We've no doubt forgotten one thing or another - the Wilderness Park bulldozing, for instance (how often does a city make an easily avoidable $250,000 goof in the middle of a financial crisis?) - and we'll almost certainly hear from our dear readers about our omissions.


IN MEMORIAM

We do want to note, as the Bulletin's Wes Woods II did, the passings of a few notable Claremonters in 2008:
  • Milford Zornes - the long-time Claremont resident and renowned watercolorist died in February not long after his 100th birthday.
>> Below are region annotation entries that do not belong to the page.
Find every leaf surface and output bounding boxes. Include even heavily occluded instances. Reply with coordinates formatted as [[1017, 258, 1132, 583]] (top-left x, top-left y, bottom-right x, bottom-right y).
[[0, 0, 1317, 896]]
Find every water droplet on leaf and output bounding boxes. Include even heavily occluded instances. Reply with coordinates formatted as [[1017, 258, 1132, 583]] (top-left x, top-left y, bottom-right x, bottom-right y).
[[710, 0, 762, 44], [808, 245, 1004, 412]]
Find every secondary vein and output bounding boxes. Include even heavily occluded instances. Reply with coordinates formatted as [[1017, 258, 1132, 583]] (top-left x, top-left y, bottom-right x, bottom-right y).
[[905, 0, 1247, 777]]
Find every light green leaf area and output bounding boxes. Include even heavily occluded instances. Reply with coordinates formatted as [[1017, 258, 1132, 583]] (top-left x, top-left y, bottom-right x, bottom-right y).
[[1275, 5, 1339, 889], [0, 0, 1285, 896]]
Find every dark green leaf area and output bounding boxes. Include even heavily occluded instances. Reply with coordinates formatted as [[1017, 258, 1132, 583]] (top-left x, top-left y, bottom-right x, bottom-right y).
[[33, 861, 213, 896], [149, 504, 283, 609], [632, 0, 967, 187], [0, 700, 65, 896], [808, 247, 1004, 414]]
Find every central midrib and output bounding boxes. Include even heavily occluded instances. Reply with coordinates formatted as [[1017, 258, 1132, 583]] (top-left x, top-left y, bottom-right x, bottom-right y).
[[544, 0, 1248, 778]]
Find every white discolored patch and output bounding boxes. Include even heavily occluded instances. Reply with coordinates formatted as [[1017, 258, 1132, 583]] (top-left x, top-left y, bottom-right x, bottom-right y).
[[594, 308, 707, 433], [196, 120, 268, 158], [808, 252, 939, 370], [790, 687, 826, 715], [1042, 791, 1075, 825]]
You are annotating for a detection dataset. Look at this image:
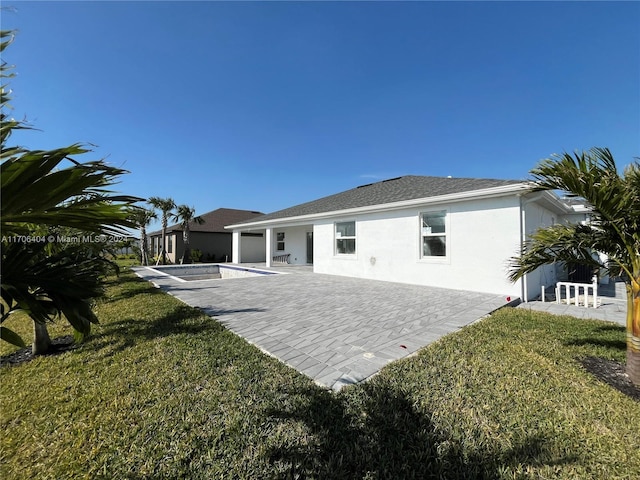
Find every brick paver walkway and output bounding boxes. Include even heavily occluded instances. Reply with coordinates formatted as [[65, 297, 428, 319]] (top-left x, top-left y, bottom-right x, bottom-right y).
[[135, 267, 513, 390]]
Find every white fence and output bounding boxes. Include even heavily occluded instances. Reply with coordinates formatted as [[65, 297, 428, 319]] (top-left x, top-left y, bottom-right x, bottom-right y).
[[542, 275, 598, 308]]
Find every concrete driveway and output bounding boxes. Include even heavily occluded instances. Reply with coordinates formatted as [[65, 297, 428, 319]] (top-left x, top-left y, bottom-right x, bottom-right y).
[[134, 267, 514, 390]]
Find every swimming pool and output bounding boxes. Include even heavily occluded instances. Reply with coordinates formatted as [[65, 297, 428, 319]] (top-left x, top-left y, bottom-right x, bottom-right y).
[[146, 263, 280, 282]]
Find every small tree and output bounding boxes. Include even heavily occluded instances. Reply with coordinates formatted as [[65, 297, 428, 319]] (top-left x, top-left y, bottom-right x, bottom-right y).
[[510, 148, 640, 385], [173, 205, 204, 263], [148, 197, 176, 265], [133, 208, 158, 265]]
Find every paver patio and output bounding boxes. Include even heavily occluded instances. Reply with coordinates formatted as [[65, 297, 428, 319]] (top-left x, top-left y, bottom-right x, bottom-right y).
[[134, 267, 514, 390]]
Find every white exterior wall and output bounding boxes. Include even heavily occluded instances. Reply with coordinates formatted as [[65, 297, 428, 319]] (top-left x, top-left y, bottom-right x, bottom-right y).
[[522, 200, 562, 301], [271, 225, 313, 265], [240, 235, 266, 263], [314, 196, 522, 297]]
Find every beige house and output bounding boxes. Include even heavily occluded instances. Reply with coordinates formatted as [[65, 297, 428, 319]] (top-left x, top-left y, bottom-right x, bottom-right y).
[[148, 208, 264, 263]]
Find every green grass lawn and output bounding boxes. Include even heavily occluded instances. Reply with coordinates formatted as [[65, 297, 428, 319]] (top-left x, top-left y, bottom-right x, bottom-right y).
[[0, 272, 640, 479]]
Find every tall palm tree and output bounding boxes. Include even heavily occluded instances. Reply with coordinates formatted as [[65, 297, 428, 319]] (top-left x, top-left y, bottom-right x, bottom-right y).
[[510, 148, 640, 385], [148, 197, 176, 265], [133, 208, 158, 265], [0, 31, 142, 354], [173, 205, 204, 263]]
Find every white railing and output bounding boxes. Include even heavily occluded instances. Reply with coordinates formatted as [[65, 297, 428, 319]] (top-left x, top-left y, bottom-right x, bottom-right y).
[[542, 275, 598, 308]]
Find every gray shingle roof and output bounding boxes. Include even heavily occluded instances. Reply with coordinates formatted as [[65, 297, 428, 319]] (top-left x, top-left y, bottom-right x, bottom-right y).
[[232, 175, 524, 225], [148, 208, 263, 236]]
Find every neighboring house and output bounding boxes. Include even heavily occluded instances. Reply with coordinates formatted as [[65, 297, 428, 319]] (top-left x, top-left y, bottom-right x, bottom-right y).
[[227, 176, 585, 301], [148, 208, 265, 263]]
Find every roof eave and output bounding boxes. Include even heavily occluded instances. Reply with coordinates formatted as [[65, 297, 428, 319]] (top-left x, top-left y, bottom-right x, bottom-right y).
[[225, 182, 532, 230]]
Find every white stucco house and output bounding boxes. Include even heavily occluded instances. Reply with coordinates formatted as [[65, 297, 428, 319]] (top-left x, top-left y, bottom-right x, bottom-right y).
[[226, 176, 585, 301]]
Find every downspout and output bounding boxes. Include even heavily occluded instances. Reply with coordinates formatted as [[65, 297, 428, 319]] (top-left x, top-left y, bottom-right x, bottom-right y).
[[520, 196, 529, 303], [520, 192, 544, 303]]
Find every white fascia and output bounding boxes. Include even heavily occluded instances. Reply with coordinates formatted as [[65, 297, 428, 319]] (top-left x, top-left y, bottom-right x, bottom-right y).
[[225, 182, 532, 230]]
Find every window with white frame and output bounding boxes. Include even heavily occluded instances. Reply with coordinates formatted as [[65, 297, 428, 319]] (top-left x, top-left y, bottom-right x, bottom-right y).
[[421, 210, 447, 258], [336, 222, 356, 255]]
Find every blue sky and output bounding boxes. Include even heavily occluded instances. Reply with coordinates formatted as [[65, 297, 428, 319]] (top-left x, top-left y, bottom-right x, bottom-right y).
[[2, 1, 640, 232]]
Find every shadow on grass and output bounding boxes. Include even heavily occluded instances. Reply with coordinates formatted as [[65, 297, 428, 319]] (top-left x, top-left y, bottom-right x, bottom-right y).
[[578, 357, 640, 402], [565, 337, 627, 351], [269, 385, 579, 479], [87, 305, 224, 356]]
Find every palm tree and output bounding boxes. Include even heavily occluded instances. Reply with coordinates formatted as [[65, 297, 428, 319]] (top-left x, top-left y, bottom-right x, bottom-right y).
[[133, 208, 158, 265], [173, 205, 204, 263], [0, 31, 142, 354], [148, 197, 176, 265], [510, 148, 640, 385]]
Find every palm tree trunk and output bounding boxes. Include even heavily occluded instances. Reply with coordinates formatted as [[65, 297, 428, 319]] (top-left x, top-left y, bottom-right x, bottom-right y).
[[140, 225, 149, 265], [627, 272, 640, 385], [31, 321, 51, 355], [182, 225, 191, 263], [162, 216, 167, 265]]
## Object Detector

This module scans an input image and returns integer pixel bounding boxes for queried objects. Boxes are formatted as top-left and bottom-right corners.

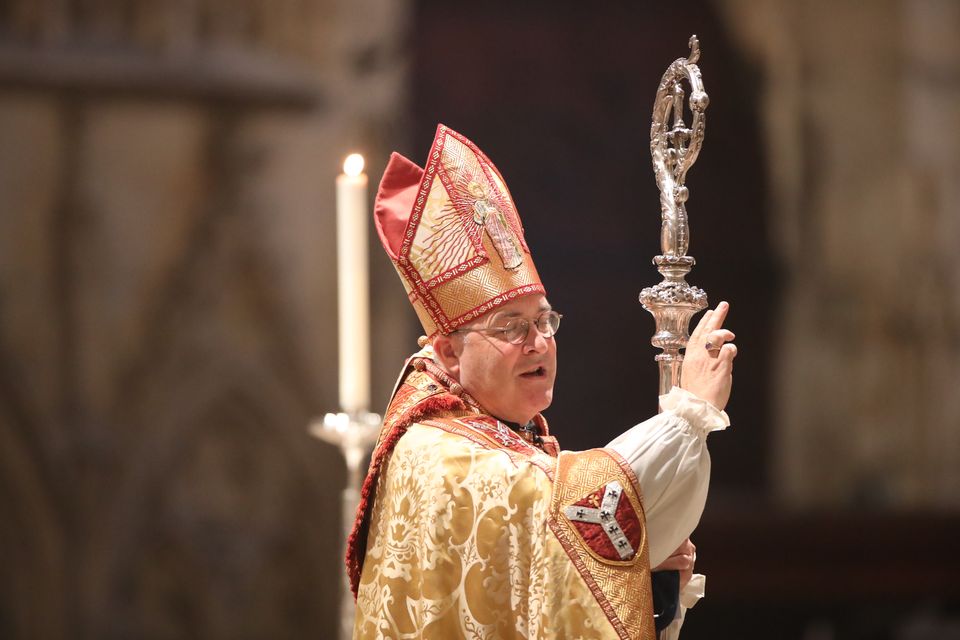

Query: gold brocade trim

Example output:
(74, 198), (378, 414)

(550, 449), (656, 640)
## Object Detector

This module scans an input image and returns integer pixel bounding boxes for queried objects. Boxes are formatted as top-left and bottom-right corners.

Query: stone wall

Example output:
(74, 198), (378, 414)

(719, 0), (960, 509)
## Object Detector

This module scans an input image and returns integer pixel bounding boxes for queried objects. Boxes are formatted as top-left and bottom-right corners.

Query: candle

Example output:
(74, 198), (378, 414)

(337, 153), (370, 413)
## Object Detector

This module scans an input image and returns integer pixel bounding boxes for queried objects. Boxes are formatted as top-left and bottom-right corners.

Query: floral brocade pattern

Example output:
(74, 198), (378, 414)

(354, 424), (648, 640)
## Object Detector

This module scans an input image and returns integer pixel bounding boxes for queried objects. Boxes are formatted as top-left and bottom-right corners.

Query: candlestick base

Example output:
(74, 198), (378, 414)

(310, 411), (381, 640)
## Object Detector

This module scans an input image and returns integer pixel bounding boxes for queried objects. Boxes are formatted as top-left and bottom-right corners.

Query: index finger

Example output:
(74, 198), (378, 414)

(706, 300), (730, 333)
(687, 309), (713, 344)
Zornes' mural work can be seen in the lobby of the Claremont Post Office.

  • Leo Greene - the Daily Bulletin columnist and Claremonter also passed away in February. Greene wrote about his coping with amyotrophic lateral sclerosis (ALS) in a Bulletin series called "Leo's Story."

  • David Foster Wallace - Writer and Pomona College professor David Foster Wallace committed suicide at his Claremont home in September. Wallace was very popular with his students, and his death shook the college community. We found a March, 1997, interview Wallace did with PBS' Charlie Rose for those who never had a chance to meet DFW.

  • Enid Douglass - A former Claremont mayor and councilmember, Douglass was a Claremont Graduate School alumna and helped develop an oral history program there. Following her death in mid-October, the Claremont Courier had a long obit on Douglass life and her many accomplishments.